The letter also mentioned ongoing legal action with the local government area, Wingecarribee Shire Council, over the development.
Ms MacGarry told The Australian the proposal was simply “an extension of our long-held intensive environmental education program for our students” and the school would listen “very carefully to the full spectrum of this feedback.”
South of Sydney, the local area has long been a mix of moneyed landholders and a second home for wealthy city families.
Delayed until December due to the Covid-19 pandemic, the Wingecarribee council elections will include a ticket backed by Sydney socialite Skye Leckie, artist Tim Storrier and his wife Janet, Atlassian co-founder Mike Cannon-Brookes, and celebrity hairdresser Joh Bailey.
Frensham, established in 1913, takes in 100 acres of bushland and has focused on the educational benefits of being near nature.

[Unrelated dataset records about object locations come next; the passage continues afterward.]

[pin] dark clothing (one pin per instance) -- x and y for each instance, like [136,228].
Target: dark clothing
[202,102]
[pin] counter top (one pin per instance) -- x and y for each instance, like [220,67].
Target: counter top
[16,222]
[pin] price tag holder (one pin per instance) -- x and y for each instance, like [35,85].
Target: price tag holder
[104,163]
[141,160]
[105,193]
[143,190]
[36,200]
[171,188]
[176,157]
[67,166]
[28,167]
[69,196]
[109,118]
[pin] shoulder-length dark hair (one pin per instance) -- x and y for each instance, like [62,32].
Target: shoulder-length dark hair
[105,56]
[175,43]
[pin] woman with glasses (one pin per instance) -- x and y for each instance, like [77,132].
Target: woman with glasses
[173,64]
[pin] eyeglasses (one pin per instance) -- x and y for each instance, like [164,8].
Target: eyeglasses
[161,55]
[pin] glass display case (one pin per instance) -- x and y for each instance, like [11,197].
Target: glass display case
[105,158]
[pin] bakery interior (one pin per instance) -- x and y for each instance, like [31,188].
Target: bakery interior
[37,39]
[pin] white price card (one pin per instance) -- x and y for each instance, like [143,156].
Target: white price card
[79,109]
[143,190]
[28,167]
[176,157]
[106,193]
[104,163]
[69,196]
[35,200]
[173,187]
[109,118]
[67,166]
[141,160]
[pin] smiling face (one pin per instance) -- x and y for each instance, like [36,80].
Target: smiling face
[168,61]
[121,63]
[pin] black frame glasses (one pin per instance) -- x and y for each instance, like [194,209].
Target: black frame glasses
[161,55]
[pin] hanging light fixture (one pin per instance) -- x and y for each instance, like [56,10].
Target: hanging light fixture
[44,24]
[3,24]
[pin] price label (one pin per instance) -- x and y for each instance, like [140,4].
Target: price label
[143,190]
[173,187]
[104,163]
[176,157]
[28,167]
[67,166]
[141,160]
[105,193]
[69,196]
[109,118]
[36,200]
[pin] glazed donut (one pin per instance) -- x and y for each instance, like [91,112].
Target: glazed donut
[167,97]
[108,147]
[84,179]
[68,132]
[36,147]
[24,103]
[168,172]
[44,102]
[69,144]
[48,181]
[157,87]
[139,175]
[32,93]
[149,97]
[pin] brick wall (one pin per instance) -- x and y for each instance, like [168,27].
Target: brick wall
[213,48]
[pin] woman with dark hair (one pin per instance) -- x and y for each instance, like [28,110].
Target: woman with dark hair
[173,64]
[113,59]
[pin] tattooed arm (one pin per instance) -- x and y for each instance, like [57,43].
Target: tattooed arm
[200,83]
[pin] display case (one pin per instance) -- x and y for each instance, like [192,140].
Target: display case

According to the school’s development application, the Holt Bush development will have “no unreasonable environmental, social, or economic impacts”. The application makes no mention of wombats, but does acknowledge the site may be a koala habitat.
A local environmental group, however, says the project will be a “cruel and heartless persecution toward … wombats”.
Sarah Cains, a local horticulturalist who graduated from Frensham in 1964, said the development would destroy the ecosystem’s “nature corridors”.
“The loss of the trees would be a super tragedy, but you’ve got to think about all the animals that inhabit the area as well,” she said.
“Without the trees there is no habitat, and without the habitat there are no animals.”
Suzy Porter, another former student, said the decision made by the school to destroy the bush “proved it wasn’t the school I remembered it to be.”
“The parents of the school these days are not the lovely country people I went to school with,” Ms Porter said.
“We’re now dealing with business people who are used to getting their own way and shelling out for this, that and the rest of it.”